Part of Musicians Who Act featuring Lady Gaga, Will Smith, Justin Timberlake, Frank Sinatra, and David Bowie.
Leaving N.W.A in 1989 over unpaid royalties was the best career move he ever made. Manager Jerry Heller had shorted him despite his writing most of Straight Outta Compton, including nine of its thirteen tracks. He flew to New York, linked up with Public Enemy's Bomb Squad, and recorded AmeriKKKa's Most Wanted in early 1990. The album went platinum within weeks. Before any of that, he'd spent a year in Arizona earning a diploma in architectural drafting, just in case rap didn't work out. It did.

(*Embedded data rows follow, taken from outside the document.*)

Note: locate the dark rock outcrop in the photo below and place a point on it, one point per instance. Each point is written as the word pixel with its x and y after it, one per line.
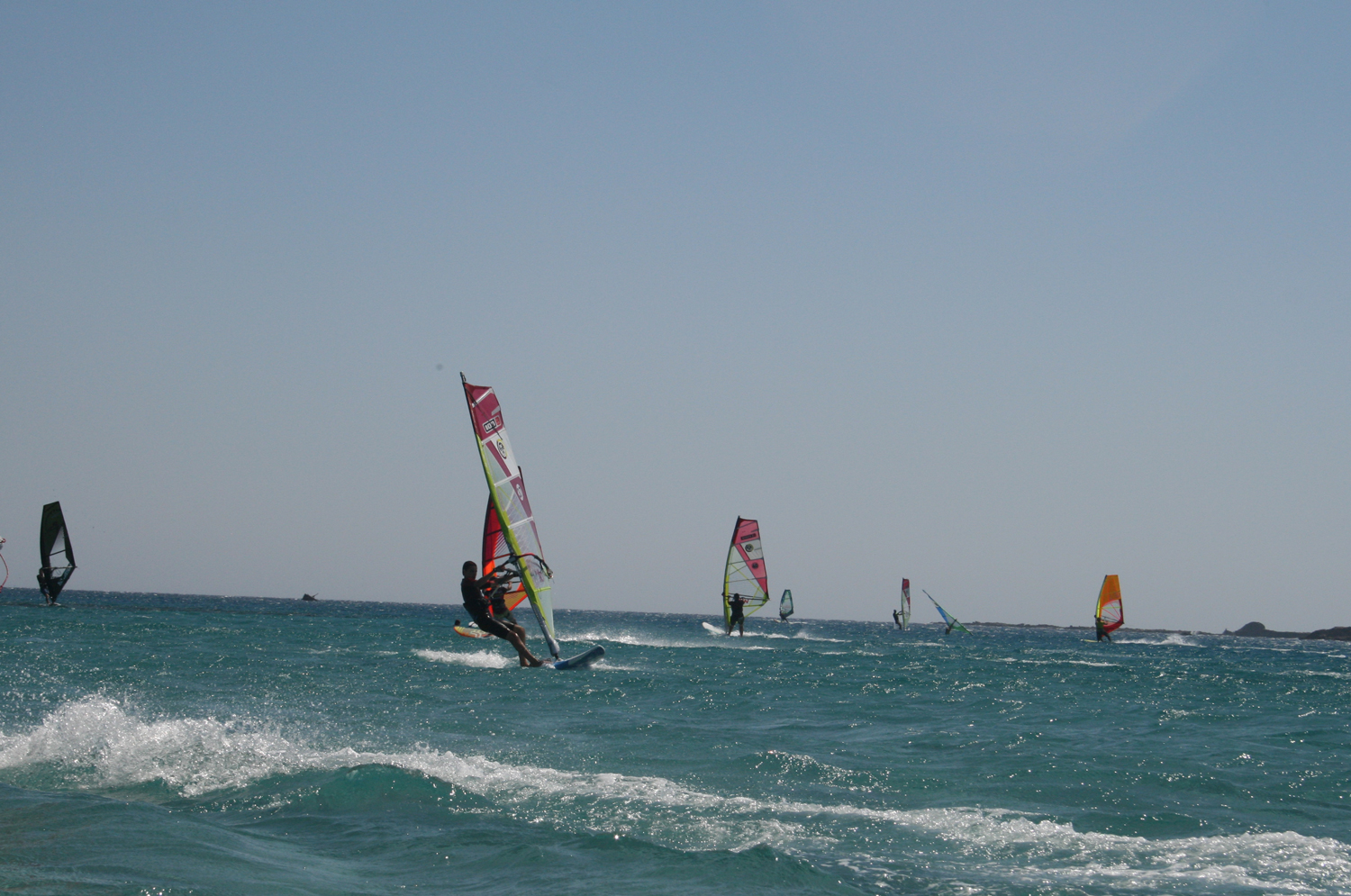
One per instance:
pixel 1258 630
pixel 1335 633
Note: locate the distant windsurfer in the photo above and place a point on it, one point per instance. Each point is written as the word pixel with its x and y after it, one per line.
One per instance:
pixel 45 584
pixel 478 603
pixel 737 618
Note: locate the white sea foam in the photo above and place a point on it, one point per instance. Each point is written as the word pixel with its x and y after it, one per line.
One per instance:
pixel 477 658
pixel 1173 639
pixel 1318 672
pixel 100 744
pixel 662 642
pixel 1061 663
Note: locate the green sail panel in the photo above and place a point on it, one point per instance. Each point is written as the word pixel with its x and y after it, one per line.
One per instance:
pixel 745 574
pixel 953 625
pixel 507 488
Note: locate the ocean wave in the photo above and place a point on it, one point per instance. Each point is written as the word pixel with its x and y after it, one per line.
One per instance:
pixel 477 658
pixel 1059 663
pixel 621 638
pixel 100 744
pixel 1170 641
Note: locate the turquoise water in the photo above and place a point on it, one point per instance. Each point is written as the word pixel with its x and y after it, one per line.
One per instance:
pixel 210 745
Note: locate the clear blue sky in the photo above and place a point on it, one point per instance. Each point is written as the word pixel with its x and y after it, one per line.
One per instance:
pixel 1000 297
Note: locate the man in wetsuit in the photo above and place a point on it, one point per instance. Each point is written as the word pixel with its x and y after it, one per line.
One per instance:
pixel 475 593
pixel 738 618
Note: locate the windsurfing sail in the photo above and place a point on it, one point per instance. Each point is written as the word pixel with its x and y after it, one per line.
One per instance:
pixel 54 544
pixel 497 552
pixel 953 625
pixel 507 491
pixel 1110 606
pixel 745 572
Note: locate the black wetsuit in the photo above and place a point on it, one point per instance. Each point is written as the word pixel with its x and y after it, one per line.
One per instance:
pixel 480 607
pixel 499 601
pixel 737 603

Most rappers his age are cashing legacy checks. He's running a basketball league. The BIG3, the 3-on-3 pro league he co-founded in 2017, became the first professional sports organization to mandate mental health policies and ban opioids for pain management. In 2020, he pitched his Contract with Black America to both presidential campaigns. Trump's Platinum Plan adopted his biggest ask: $500 billion in capital for Black communities. His team publicly credited the input. The fan blowback was swift. He didn't walk it back.
'You can't rap forever,' he reportedly said, before he was even famous enough to need the backup plan. His father worked at UCLA as a groundskeeper, which made his gangsta persona a performance of observation rather than autobiography. When Straight Outta Compton was filmed in 2015, his son O'Shea Jackson Jr. played him, a casting choice that required the younger Jackson to learn to act like his father while his father watched from the producer's chair.